Après une chirurgie buccale, les aliments liquides ou semi liquides sont recommandés pour éviter de blesser les tissus de la zone opérée et pour limiter la douleur au moment des repas. Les chercheurs ont découvert que certains de ces aliments pourraient apporter des bienfaits insoupçonnés sur le plan de la régénération des tissus buccaux.
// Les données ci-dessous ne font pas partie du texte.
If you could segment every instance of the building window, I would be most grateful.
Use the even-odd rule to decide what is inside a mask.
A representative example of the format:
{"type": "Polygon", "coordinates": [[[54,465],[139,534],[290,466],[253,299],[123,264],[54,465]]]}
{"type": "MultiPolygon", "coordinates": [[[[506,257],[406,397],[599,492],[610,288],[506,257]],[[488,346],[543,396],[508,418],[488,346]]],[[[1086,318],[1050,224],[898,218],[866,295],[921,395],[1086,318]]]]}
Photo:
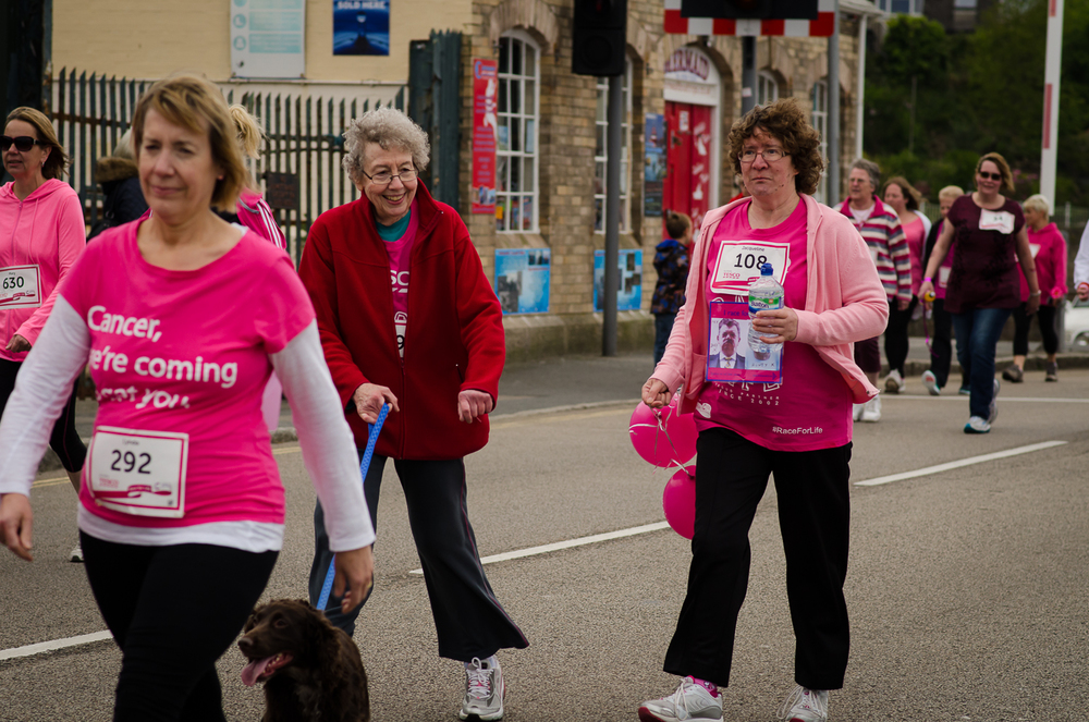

Mahmoud Rouabhia, Dounia Rouabhia, Hyun Jin Park et Luc Giasson, de la Faculté de médecine dentaire et du Groupe de recherche en écologie buccale, et Ze Zhang, de la Faculté de médecine, arrivent à ce constat après avoir réalisé l’expérience suivante. Pour simuler ce qui survient lors d’un repas après une chirurgie buccale, ils ont exposé pendant 10 minutes des cellules épithéliales de gencive cultivées in vitro à trois aliments liquides: du jus d’orange, du yogourt à boire ou un substitut de repas liquide. «Nous avons retenu ces trois aliments parce qu’ils figurent dans le guide d’alimentation postopératoire en chirurgie buccale et maxillofaciale», précise le responsable de l’étude, Mahmoud Rouabhia.
Après 24 heures d’incubation à la température du corps humain, les cellules épithéliales exposées aux aliments liquides produisent davantage de kératine 5, 14 et 19 que celles des cultures témoins. «En général, ces protéines sont produites par des cellules jeunes, en bon état, qui sont en phase de prolifération», précise Mahmoud Rouabhia. Les cellules exposées synthétisent également plus d’interleukine 6, ce qui suggère qu’un processus inflammatoire lié à la régénération des tissus a été enclenché. Elles produisent aussi plus de ß-défensine 2, une molécule antimicrobienne, ce qui porte à croire que les fonctions immunitaires de ces cellules ont été stimulées. «Il s’agit d’une réaction souhaitable étant donné que la cavité buccale contient des centaines d’espèces microbiennes et que les cellules épithéliales sont la première ligne de défense de l’organisme.»
Pour compléter leur étude, les chercheurs ont provoqué une déchirure dans une couche d’épithélium gingival et ils ont observé ce qui survenait dans les 48 heures suivantes. Résultat? Les cultures exposées à un aliment liquide produisent davantage de filaments d’actine, ce qui suggère une plus forte migration cellulaire favorisant la fermeture de la plaie.
Chaque aliment testé avait ses forces, mais les différences n’étaient pas très marquées, souligne le professeur Rouabhia. «Je ne peux pas dire qu’un aliment est préférable aux deux autres. Par ailleurs, il est possible que d’autres aliments produisent des effets encore plus intéressants sur la régénération de l’épithélium buccal, mais il fallait bien commencer quelque part. Nous voulons maintenant déterminer quelles composantes de ces aliments sont responsables des effets observés pour aider les cliniciens à faire les meilleures recommandations possible à leurs patients.»